3
votes

I have a VPC configured with 3 X public and private subnets and an IGW for the public, NAT Gateway for the private.

When I create an RDS instance, I flag it as publically available. When I try to access the RDS endpoint, my connection fails.

I have created a security group to allow all traffic: 0.0.0.0/0, my VPC allows traffic coming from my network.

If I place my RDS in the public subnet, then I can connect as the IGW allows the connection. But when it is placed in the private subnet, the connection fails?

I have reviewed a fair bit of material on AWS and forums - but I cannot seem to finalise the connection. Is there something I am missing in the configuration?

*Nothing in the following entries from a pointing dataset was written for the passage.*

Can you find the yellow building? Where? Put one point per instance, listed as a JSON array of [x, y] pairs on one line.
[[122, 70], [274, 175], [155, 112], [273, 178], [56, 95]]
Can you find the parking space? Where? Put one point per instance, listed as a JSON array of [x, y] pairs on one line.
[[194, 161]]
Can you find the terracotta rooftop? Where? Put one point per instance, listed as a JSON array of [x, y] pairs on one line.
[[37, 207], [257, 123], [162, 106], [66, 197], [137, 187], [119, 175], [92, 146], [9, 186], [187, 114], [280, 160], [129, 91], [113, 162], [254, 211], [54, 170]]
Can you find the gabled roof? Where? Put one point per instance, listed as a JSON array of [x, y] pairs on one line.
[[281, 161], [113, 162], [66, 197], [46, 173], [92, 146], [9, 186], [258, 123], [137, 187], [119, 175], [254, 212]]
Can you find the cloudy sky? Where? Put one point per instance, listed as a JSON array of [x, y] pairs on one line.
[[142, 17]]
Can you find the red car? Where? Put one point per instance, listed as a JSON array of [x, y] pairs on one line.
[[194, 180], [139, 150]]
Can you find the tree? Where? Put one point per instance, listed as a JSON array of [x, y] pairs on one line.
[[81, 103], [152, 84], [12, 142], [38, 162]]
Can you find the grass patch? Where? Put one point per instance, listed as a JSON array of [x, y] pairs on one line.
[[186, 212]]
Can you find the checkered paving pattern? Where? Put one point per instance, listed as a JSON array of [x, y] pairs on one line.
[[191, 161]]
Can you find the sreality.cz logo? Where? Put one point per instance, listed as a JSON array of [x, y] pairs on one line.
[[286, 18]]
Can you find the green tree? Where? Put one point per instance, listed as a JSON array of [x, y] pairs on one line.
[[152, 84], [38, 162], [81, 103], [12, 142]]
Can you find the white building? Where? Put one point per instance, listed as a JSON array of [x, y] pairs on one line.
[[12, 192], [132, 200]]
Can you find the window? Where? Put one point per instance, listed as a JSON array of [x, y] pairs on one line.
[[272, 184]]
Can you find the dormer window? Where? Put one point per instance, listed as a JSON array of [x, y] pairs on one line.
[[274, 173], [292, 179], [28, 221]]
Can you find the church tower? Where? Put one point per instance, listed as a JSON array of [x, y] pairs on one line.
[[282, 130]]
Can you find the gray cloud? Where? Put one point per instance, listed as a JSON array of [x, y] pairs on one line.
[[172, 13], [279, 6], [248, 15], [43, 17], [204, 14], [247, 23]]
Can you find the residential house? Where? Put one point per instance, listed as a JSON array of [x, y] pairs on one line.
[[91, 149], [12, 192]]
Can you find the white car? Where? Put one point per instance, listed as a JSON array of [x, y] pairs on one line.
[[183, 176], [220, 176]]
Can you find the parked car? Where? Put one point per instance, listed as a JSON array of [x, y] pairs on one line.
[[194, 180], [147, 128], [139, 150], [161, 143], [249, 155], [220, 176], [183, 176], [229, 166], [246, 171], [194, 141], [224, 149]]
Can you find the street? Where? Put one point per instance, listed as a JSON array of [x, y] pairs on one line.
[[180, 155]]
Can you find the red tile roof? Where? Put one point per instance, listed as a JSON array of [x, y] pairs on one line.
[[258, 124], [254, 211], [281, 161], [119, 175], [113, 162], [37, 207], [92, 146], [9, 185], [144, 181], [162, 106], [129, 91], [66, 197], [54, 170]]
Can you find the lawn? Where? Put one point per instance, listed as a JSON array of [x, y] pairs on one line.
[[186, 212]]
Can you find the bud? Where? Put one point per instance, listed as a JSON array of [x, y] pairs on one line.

Any help would be greatly appreciated.

Cheers.

1
When you deploy it in private subnet, inbound connections from the internet cannot reach the private subnet and rds/ec2 instances in it. This is done usually for further hardening the security in your network setup. So placing in private subnet and not able to access from outside is expected behavior or either I'm not getting the question correctlyAshan
Hi @ashan, for best practices (at least from what I have read) it should be placed in a private subnet with the public accessibility flag set to true. I have also set an NAT Gateway with a EIP attached.matoneski
Even you apply publicaly accessible flag, if you place rds instance in private subnet its not accessible from outsideAshan
Were you able to solve the issue?Ashan
Yes I was, thank you @ashanmatoneski

1 Answers

5
votes

After looking into setting up an RDS instance with a connection outside the VPC to a client/application, I came across the following:

AWS suggests the following connections to an RDS:

  1. An EC2 instance in the Same VPC
  2. An EC2 instance in a different VPC
  3. An EC2 instance not in a VPC
  4. A client application through the Internet

Without using an EC2, you would have to place the RDS in a public subnet with an Internet Gateway attached and security group set up for incoming traffic.